Results: In Phase One, 82 potentially inappropriate medication indicators comprised of 23 indicators from the NGT and 59 indicators from the Beers Criteria were included in the modified Delphi analysis. From the modified Delphi analysis, 21 indicators were judged ‘very important’, 31 indicators were judged 'important', nine indicators were judged ‘somewhat important’, and zero indicators were judged ‘low importance’, to correct for older adults with polypharmacy.
The programed IT triage tool produced four primary outputs: potentially inappropriate medication indicators ranked by older adults with polypharmacy count, older adults with polypharmacy ranked by potentially inappropriate medication indicator count, dispensing pharmacies ranked by older adults with polypharmacy count, and prescribers ranked by older adults with polypharmacy count.
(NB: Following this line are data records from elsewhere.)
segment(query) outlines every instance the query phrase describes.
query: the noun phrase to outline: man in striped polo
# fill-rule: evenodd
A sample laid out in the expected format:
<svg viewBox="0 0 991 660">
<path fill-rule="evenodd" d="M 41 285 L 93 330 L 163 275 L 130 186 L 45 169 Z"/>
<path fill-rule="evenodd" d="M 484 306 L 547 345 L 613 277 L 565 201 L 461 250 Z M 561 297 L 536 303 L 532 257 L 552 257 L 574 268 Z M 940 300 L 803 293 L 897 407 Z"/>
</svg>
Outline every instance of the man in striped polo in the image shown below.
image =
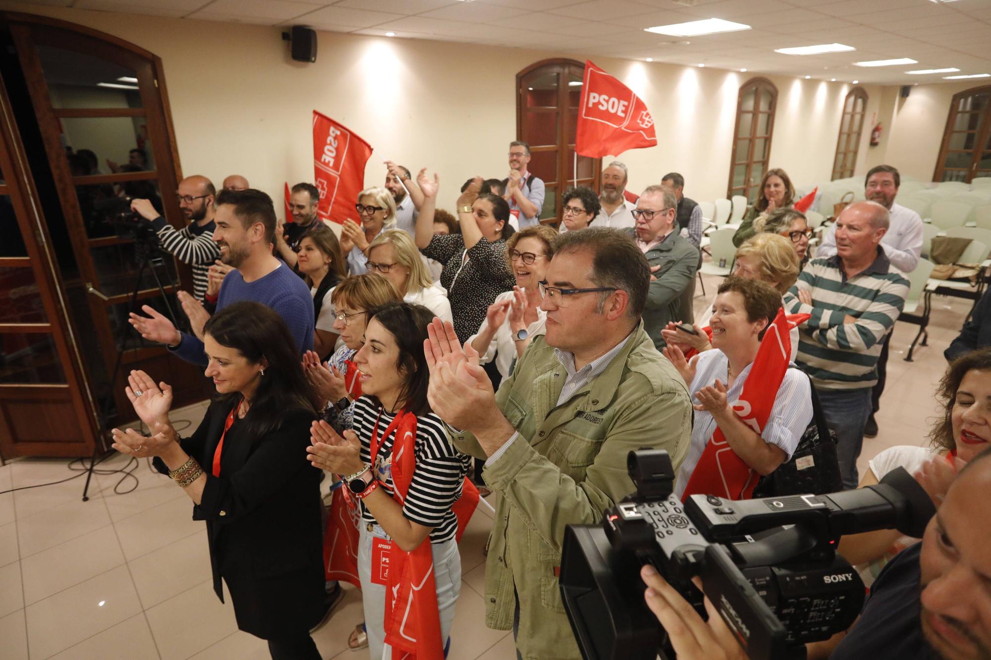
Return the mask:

In Phase Two, the feasibility study established that the refined pharmacist-facilitated intervention succeeded in the progression criteria measures, including patient participant recruitment, the retention rate of participants, and participants’ adherence to the intervention protocol. However, there were also elements within the procedures that could be modified. These included broadening the eligibility criteria and engaging with a recruitment agency to support participant recruitment; including a preliminary meeting between the participant, the pharmacist and a study team member; supporting pharmacists to maintain a patient-centred approach and adopting the ‘Hui Process’ for Kaumatua during patient consultations; extending the eight-week follow-up period; extending the time allocated for pharmacists to conduct the patient consultation; streamlining the Participant Information Sheet (PIS)/Consent Form (CF).
Conclusions: In Phase One, the developed IT triage tool can enable clinicians to triage older adults with polypharmacy at risk of potentially inappropriate medication-related harm to receive an early clinical intervention.
In Phase Two, the feasibility study determined that the intervention procedures were feasible with additional modifications before implementation as an RCT. The refined pharmacist-facilitated intervention may offer a novel approach to reducing potentially inappropriate medicines-related harm for older adults with polypharmacy.